When can Poisson Regression approximate Logistic?

An older idea in Epidemiology is to use a Poisson regression model in place of a logistic regression model. This idea has some validity because with a low mean, the Poisson distribution approximates the binary distribution.

Simulation

Let’s examine this. First, we define a program which generates some data according to a logistic model, then fits both logistic and Poisson regression models against it.

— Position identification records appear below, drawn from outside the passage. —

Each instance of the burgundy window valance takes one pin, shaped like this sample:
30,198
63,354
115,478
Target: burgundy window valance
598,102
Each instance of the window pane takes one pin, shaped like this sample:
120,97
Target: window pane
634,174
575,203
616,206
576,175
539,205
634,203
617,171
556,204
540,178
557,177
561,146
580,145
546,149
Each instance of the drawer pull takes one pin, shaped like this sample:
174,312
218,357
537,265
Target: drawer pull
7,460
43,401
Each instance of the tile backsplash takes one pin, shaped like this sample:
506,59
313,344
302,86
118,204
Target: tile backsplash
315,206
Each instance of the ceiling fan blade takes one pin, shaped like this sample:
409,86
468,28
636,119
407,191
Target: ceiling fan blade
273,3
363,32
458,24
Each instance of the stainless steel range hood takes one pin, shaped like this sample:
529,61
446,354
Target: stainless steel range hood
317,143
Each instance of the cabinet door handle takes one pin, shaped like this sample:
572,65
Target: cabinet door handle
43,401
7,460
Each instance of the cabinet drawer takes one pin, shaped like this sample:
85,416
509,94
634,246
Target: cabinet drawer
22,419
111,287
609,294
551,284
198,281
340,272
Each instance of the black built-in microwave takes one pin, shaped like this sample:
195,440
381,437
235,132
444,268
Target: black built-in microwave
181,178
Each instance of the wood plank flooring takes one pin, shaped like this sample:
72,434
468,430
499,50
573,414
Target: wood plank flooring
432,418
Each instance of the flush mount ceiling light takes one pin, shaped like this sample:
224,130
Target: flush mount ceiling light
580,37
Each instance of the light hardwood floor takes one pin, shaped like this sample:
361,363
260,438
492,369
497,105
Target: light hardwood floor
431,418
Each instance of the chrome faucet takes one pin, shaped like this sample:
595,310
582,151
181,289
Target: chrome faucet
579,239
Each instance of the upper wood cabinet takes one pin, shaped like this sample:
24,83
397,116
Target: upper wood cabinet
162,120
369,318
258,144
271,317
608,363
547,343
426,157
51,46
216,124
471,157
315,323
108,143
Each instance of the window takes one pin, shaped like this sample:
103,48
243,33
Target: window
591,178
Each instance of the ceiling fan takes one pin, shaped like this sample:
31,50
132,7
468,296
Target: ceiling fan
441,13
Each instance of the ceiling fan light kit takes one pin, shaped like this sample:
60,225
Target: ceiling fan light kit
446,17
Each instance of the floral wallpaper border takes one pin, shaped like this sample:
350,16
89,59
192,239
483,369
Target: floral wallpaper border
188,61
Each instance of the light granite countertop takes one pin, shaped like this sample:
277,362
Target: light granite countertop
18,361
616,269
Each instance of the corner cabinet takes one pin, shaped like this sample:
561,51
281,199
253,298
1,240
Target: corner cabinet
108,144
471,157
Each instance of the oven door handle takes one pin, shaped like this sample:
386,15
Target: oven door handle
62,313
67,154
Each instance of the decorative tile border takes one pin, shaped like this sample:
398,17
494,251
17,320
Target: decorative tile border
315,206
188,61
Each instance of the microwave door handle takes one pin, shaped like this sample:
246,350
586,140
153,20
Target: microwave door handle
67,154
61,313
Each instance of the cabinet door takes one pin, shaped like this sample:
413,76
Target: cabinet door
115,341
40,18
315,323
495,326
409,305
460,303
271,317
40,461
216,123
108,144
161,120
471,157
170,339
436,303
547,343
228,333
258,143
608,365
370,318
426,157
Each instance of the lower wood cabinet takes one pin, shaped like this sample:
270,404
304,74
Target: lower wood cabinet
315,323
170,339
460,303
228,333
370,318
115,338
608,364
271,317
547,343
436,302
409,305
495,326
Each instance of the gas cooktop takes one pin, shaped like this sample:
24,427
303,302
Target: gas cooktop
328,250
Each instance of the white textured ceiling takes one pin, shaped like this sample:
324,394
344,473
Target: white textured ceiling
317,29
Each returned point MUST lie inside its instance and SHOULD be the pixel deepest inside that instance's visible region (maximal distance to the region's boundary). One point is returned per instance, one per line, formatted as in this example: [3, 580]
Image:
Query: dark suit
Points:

This program, defined below, takes in three arguments:

• n - Sample size
• p - Baseline probability of success
• b1 - Coefficient of interest.

The model is simply

$logit(P(Y = 1 | X)) = logit(p) + b_1x$
program def binsim, rclass
drop _all
args n p b1
set obs n'
gen x = rnormal()
gen y = rbinomial(1, invlogit(logit(p') + b1'*x))
* Return P(success) to ensure everything is working
mean y
mat b = e(b)
scalar pp = b[1,1]
return scalar pp=pp

* Poisson model
poisson y x
mat b = e(b)
scalar b_pois = b[1,1]
return scalar b_pois=b_pois

* Logistic model
logistic y x
mat b = e(b)
scalar b_logit = b[1,1]
return scalar b_logit=b_logit
end

Results

Prevalence:
10%
5%
3%
1%
.5%

We'll let b1 $$= .4$$ with n $$= 10,000$$. (n needs to be large enough such that we have a nontrivial amount of successes.) Choose from the tabs above the p to see how the results vary as the prevalence approaches $$0$$.

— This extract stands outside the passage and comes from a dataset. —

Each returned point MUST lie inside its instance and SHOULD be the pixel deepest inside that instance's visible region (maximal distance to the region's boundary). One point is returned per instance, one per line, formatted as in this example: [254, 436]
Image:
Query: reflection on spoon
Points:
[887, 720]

Run the simulation. We save the estimated proportion of successes (pp)to ensure the simulation worked as intended, as well as the estimated coefficients from the Poisson model (b_pois) and logistic model (b_logit).

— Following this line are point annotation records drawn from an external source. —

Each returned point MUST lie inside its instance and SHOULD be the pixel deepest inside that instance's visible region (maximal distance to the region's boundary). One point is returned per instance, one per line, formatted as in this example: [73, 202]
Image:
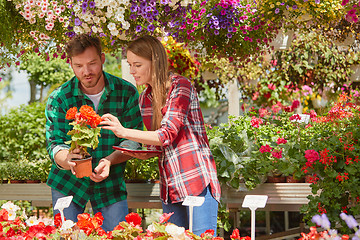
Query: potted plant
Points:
[84, 135]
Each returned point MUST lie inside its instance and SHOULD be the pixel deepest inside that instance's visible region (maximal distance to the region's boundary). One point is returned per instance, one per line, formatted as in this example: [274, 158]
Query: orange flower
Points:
[70, 114]
[133, 218]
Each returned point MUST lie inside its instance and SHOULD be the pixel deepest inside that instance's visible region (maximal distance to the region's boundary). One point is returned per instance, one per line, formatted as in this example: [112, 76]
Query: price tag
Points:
[193, 201]
[62, 203]
[254, 201]
[305, 118]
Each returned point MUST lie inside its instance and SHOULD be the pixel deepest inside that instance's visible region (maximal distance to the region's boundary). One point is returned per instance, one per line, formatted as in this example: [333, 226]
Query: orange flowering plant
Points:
[85, 130]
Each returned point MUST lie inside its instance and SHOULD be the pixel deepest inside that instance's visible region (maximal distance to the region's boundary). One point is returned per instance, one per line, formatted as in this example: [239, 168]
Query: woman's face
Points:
[140, 68]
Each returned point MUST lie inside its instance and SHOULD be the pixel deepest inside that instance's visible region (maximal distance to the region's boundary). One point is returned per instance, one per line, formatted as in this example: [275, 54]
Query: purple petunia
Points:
[77, 22]
[151, 28]
[138, 28]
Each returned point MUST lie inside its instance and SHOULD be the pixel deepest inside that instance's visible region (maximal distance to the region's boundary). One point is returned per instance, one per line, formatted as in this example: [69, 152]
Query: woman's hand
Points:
[142, 156]
[113, 124]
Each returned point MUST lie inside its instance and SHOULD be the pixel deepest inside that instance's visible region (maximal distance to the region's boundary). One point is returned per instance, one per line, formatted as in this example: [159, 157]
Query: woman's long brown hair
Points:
[152, 49]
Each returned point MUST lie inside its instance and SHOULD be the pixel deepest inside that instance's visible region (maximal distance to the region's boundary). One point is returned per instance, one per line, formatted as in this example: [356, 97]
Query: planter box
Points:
[281, 196]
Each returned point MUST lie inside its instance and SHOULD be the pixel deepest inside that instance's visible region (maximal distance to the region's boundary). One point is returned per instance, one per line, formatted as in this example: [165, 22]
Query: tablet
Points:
[136, 150]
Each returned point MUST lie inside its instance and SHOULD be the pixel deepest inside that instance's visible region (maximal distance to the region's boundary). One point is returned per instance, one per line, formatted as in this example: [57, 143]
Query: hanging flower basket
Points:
[355, 76]
[282, 40]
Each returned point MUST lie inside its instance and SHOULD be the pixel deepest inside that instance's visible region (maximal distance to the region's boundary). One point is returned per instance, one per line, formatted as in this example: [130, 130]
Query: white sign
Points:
[62, 203]
[254, 201]
[193, 201]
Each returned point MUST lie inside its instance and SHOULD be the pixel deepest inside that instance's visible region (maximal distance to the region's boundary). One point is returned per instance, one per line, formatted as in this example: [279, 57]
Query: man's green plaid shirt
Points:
[120, 98]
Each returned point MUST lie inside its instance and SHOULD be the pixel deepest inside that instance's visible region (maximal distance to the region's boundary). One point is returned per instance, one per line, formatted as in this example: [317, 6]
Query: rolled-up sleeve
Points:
[175, 112]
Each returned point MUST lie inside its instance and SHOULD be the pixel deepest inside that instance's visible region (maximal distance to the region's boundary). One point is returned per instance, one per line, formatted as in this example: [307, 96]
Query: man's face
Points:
[87, 67]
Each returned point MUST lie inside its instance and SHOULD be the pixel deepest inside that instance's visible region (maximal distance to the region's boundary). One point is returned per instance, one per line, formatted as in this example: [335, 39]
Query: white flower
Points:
[126, 25]
[96, 19]
[32, 221]
[151, 228]
[77, 8]
[78, 30]
[11, 215]
[112, 26]
[178, 233]
[9, 206]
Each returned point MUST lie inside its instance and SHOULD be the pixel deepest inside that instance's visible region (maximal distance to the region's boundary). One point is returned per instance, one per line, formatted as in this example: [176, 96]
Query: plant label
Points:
[254, 201]
[62, 203]
[193, 201]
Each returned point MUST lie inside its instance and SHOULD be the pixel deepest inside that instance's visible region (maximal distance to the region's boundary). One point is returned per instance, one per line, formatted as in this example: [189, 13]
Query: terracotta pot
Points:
[17, 181]
[83, 167]
[33, 181]
[291, 179]
[271, 179]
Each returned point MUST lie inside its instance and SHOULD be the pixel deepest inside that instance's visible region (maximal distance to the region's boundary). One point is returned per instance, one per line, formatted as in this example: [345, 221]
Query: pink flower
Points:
[255, 122]
[281, 141]
[265, 148]
[165, 217]
[295, 104]
[277, 154]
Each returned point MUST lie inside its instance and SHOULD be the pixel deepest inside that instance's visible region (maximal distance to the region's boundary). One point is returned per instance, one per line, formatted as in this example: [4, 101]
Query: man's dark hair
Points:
[80, 43]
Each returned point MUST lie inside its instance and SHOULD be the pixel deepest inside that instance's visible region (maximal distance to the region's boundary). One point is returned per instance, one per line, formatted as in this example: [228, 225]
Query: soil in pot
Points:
[83, 167]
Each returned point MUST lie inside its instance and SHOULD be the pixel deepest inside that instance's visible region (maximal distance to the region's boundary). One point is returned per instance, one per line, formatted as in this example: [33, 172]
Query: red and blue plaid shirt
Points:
[187, 166]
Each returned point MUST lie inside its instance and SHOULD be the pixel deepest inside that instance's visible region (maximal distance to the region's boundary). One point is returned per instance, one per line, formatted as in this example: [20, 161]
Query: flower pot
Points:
[291, 179]
[83, 167]
[349, 40]
[282, 40]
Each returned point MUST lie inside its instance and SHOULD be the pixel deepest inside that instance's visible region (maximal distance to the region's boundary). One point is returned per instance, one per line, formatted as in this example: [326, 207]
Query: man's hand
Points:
[102, 171]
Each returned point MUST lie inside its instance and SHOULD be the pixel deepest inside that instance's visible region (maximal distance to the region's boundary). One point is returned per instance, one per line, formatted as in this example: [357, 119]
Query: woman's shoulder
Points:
[179, 80]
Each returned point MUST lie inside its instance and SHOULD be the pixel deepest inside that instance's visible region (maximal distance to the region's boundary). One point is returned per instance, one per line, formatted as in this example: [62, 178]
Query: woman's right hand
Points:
[113, 124]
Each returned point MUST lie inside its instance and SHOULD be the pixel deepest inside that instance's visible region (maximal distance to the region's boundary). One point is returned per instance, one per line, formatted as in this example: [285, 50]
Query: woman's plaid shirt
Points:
[187, 166]
[120, 98]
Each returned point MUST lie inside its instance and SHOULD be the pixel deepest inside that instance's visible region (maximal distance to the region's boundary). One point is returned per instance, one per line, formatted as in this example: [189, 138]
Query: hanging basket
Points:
[355, 76]
[282, 40]
[348, 41]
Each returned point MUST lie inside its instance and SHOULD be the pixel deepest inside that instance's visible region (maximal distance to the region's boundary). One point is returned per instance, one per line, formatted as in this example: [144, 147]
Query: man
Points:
[105, 188]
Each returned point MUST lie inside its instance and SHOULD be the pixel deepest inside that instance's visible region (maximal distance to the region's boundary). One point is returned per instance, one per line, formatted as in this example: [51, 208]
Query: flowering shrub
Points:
[180, 59]
[325, 149]
[83, 136]
[89, 228]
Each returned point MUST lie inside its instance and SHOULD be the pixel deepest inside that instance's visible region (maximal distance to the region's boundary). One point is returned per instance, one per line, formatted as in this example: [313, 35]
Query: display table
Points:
[281, 196]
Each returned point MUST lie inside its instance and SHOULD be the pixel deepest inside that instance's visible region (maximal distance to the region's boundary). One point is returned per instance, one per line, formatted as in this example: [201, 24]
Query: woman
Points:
[171, 112]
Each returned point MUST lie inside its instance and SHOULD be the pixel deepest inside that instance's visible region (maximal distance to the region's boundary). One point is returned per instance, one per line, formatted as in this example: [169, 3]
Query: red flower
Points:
[281, 141]
[255, 122]
[165, 217]
[235, 234]
[209, 232]
[4, 215]
[133, 218]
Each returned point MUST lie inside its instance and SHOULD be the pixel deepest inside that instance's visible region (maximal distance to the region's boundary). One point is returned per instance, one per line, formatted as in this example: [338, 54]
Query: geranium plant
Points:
[85, 130]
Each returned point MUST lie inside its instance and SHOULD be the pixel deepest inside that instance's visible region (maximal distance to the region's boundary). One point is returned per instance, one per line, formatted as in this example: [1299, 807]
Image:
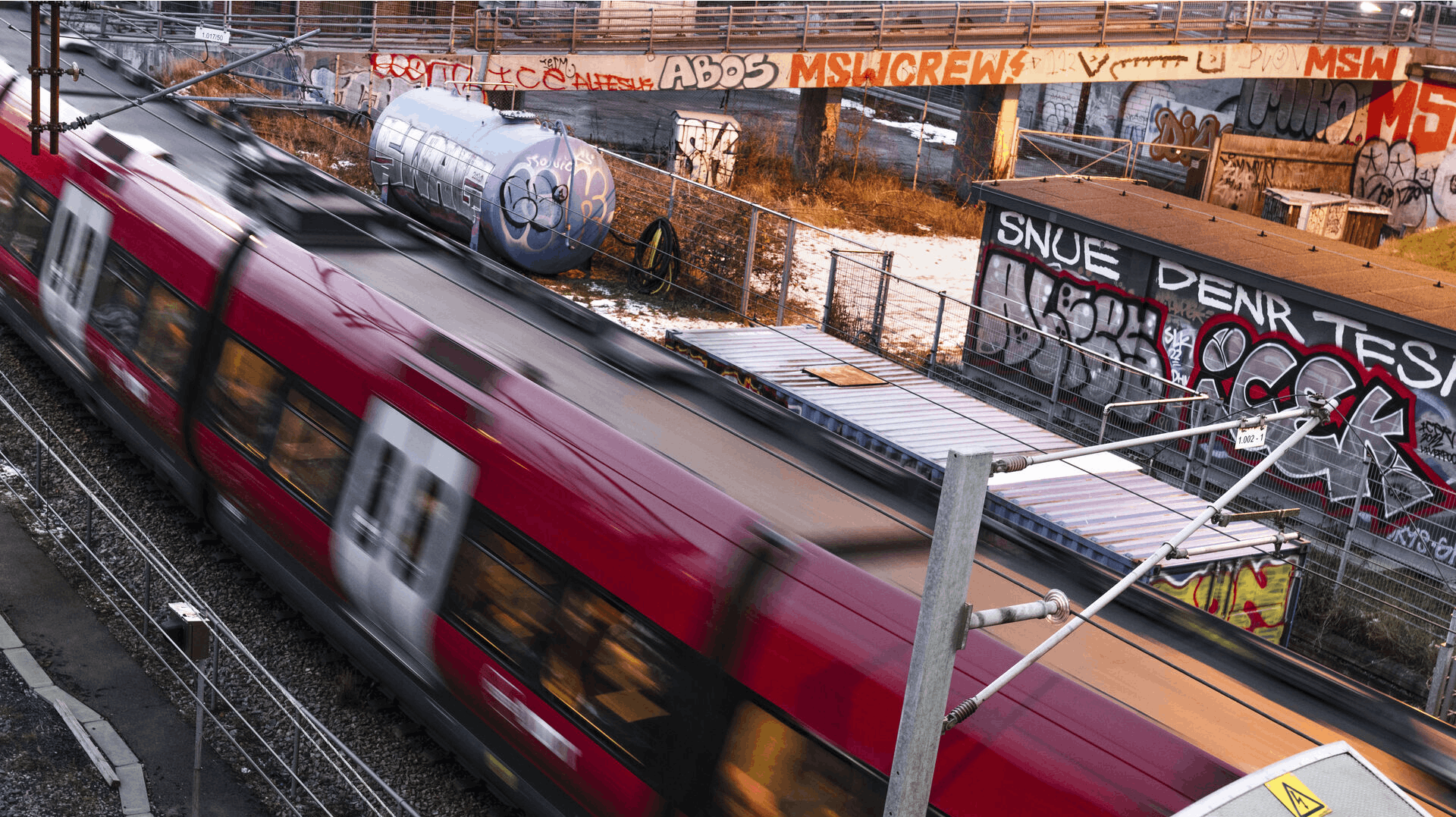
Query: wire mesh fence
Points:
[1375, 599]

. simulate pp=r(pp) b_pois=r(b_pois) b_logit=r(b_logit), ///
>     reps(1000) nodots: binsim 10000 .1 .4

Command: binsim 10000 .1 .4
pp: r(pp)
b_pois: r(b_pois)
b_logit: r(b_logit)


First we’ll ensure the code is working and that proportion of positive outcomes is approximately .1.

. mean pp

Mean estimation                          Number of obs = 1,000

--------------------------------------------------------------
|       Mean   Std. err.     [95% conf. interval]
-------------+------------------------------------------------
pp |   .1057365   .0000978      .1055445    .1059285
--------------------------------------------------------------

Now we can examine the distributions of the two estimated coefficients. If Poisson is truly a good approximation, then the two distributions should be nearly identical.

. twoway kdensity b_logit || kdensity b_pois, ///
>     xline(.4) legend(label(1 "Logistic") label(2 "Poisson"))

We can estimate the proportion of bias.

. gen error = abs(b_logit - b_pois)/b_logit

. mean error

Mean estimation                          Number of obs = 1,000

--------------------------------------------------------------
|       Mean   Std. err.     [95% conf. interval]
-------------+------------------------------------------------
error |   .1195278   .0001314      .1192699    .1197857
--------------------------------------------------------------`

Conclusion

When the prevalence is very low, Poisson is not a bad approximation, but I wouldn’t recommend using it over Logistic unless prevalence was 1% or less.